时间:2022-01-21 00:32:55

I have a pretty basic question on which is the preferred way of storing data in my database.


I have a table called "users" with each user getting a username and user_id. Now, I want to make a table called "comments" for users to comment on news.


Is it better to have a column in comments called "username" and storing the logged in user's name, or have a column called "user_id". If I use user_id I would have to make my sql statement have another select statement. "(SELECT username FROM users WHERE users.id = comments.user_id) as username". It seems like performance would be better just storing the username.

在注释中有一个名为“username”的列并存储登录用户的名称,或者有一个名为“user_id”的列是否更好?如果我使用user_id,我将不得不让我的sql语句有另一个select语句。 “(SELECT username FROM users WHERE users.id = comments.user_id)as username”。似乎只需存储用户名,性能会更好。

I thought I read to avoid duplicate data in a database though.


Which is better?



8 个解决方案


Typically, you use ID fields to link tables together. The reason being (in your situation) that you might allow the person to change their username, but you don't want to try and update all the places that is at...

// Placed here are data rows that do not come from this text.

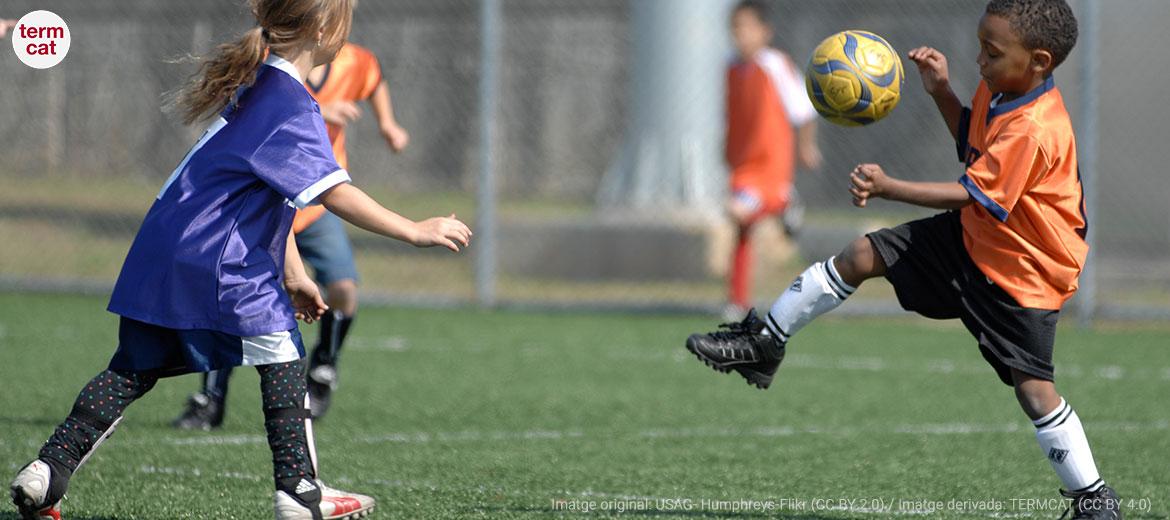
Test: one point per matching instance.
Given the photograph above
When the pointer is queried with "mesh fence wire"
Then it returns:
(85, 145)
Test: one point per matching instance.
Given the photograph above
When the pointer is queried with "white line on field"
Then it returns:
(924, 429)
(557, 494)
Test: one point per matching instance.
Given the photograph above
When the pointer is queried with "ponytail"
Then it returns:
(220, 75)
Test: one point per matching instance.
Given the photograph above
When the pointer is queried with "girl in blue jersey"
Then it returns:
(213, 278)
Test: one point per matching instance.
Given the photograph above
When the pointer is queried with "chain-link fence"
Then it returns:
(84, 145)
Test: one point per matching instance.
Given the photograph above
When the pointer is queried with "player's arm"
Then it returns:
(936, 81)
(384, 110)
(807, 150)
(303, 292)
(869, 180)
(356, 207)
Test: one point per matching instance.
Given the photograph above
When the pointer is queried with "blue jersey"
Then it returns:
(211, 251)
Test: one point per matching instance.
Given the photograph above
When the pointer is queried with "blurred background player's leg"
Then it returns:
(745, 207)
(325, 246)
(205, 408)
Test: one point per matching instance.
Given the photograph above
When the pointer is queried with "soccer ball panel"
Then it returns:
(854, 77)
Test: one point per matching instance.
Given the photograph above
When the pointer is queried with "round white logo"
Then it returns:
(41, 39)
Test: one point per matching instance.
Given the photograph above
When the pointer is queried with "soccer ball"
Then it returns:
(854, 77)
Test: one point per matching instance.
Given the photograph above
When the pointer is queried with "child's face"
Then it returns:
(749, 32)
(1004, 62)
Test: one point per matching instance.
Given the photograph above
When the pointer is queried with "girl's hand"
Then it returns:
(442, 231)
(341, 113)
(933, 68)
(867, 180)
(307, 301)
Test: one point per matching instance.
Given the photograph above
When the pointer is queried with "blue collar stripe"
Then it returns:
(1004, 108)
(992, 206)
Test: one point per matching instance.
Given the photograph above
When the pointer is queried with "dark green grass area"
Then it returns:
(470, 414)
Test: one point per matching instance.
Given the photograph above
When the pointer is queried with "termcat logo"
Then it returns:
(41, 39)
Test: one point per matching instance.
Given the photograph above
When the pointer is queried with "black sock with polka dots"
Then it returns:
(282, 388)
(93, 417)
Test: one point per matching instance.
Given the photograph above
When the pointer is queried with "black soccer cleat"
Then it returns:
(743, 347)
(322, 381)
(202, 412)
(1094, 505)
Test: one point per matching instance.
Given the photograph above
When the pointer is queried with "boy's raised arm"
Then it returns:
(936, 81)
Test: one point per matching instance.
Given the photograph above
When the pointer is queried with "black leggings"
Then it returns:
(101, 403)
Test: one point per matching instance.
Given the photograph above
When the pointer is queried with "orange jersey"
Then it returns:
(353, 75)
(765, 100)
(1027, 231)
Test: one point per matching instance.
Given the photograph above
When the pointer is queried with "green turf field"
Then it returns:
(468, 414)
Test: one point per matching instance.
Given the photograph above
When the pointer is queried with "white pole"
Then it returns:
(486, 196)
(1087, 145)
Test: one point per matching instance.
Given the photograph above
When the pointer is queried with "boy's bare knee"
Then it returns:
(859, 262)
(1038, 397)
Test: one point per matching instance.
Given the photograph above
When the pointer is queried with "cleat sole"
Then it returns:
(755, 378)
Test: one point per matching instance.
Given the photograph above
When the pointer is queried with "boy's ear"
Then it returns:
(1041, 61)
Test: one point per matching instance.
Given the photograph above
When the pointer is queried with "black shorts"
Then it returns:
(934, 275)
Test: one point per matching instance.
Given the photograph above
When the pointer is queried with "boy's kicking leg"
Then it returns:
(1061, 438)
(40, 485)
(755, 347)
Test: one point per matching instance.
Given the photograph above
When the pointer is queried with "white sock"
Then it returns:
(1062, 440)
(816, 292)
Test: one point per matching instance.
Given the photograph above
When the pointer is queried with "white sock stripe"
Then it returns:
(1091, 487)
(828, 282)
(838, 286)
(833, 275)
(776, 328)
(1055, 418)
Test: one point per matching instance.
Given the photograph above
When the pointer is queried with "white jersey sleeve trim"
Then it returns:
(789, 83)
(308, 197)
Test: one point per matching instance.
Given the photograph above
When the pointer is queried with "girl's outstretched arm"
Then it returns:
(303, 292)
(356, 207)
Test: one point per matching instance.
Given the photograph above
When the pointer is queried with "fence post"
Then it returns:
(486, 193)
(1087, 154)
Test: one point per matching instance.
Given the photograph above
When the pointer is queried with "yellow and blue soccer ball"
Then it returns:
(854, 77)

Therefore, put the user_id in your comments table and pull the username out on a join, as you've shown.



If the user_id is the primary key then you should use user_id instead of username, if you want to use username instead of user_id then why do you have a user_id in the first place?



If there's the potential of creating a large enough database, store the user_id in the comments table. Less overhead. Also consider that usernames my be modified easier this way.



Data should be stored in (at least) third normalized form, so you should use the user_id as the primary key in the users table, and as a foreign key in the comments table and use this to get the details:


SELECT comments.*, users.username  
FROM comments, users
WHERE users.user_id = comments.user_id;

If you are getting the comments based on an article, you could do this like this:


SELECT comments.*, users.username  
FROM comments, users
WHERE users.user_id = comments.user_id  
AND comments.article_id = '$current_article_id';


Storing the userid (integer) will mean faster JOINs later. Unless you plan on having people dig through the database by hand, there's really no reason to use the username



I'm pretty sure storing the user id in the comments table is sufficient. If you're returning rows from the comments table, just use the JOIN statement.




Which is going to be a unique identifier? The user_id, I'd bet, or you can't have two "John Smith"s in your system.

哪个是唯一的标识符? user_id,我打赌,或者你的系统中不能有两个“John Smith”。

And if volume is much of a concern, text matching the username field is going to be more expensive than linking to the users table in your query in the long term.



Numeric values are cheaper to join and index than an alphanumeric id. Use a number to uniquely identify a row. Another benefit is that the PK doesn't need to change if they need to change the user id. The last benefit is that this is the design of most modern web frameworks such as django and rails.



Typically, you use ID fields to link tables together. The reason being (in your situation) that you might allow the person to change their username, but you don't want to try and update all the places that is at...


Therefore, put the user_id in your comments table and pull the username out on a join, as you've shown.



If the user_id is the primary key then you should use user_id instead of username, if you want to use username instead of user_id then why do you have a user_id in the first place?



If there's the potential of creating a large enough database, store the user_id in the comments table. Less overhead. Also consider that usernames my be modified easier this way.



Data should be stored in (at least) third normalized form, so you should use the user_id as the primary key in the users table, and as a foreign key in the comments table and use this to get the details:


SELECT comments.*, users.username  
FROM comments, users
WHERE users.user_id = comments.user_id;

If you are getting the comments based on an article, you could do this like this:


SELECT comments.*, users.username  
FROM comments, users
WHERE users.user_id = comments.user_id  
AND comments.article_id = '$current_article_id';


Storing the userid (integer) will mean faster JOINs later. Unless you plan on having people dig through the database by hand, there's really no reason to use the username



I'm pretty sure storing the user id in the comments table is sufficient. If you're returning rows from the comments table, just use the JOIN statement.




Which is going to be a unique identifier? The user_id, I'd bet, or you can't have two "John Smith"s in your system.

哪个是唯一的标识符? user_id,我打赌,或者你的系统中不能有两个“John Smith”。

And if volume is much of a concern, text matching the username field is going to be more expensive than linking to the users table in your query in the long term.



Numeric values are cheaper to join and index than an alphanumeric id. Use a number to uniquely identify a row. Another benefit is that the PK doesn't need to change if they need to change the user id. The last benefit is that this is the design of most modern web frameworks such as django and rails.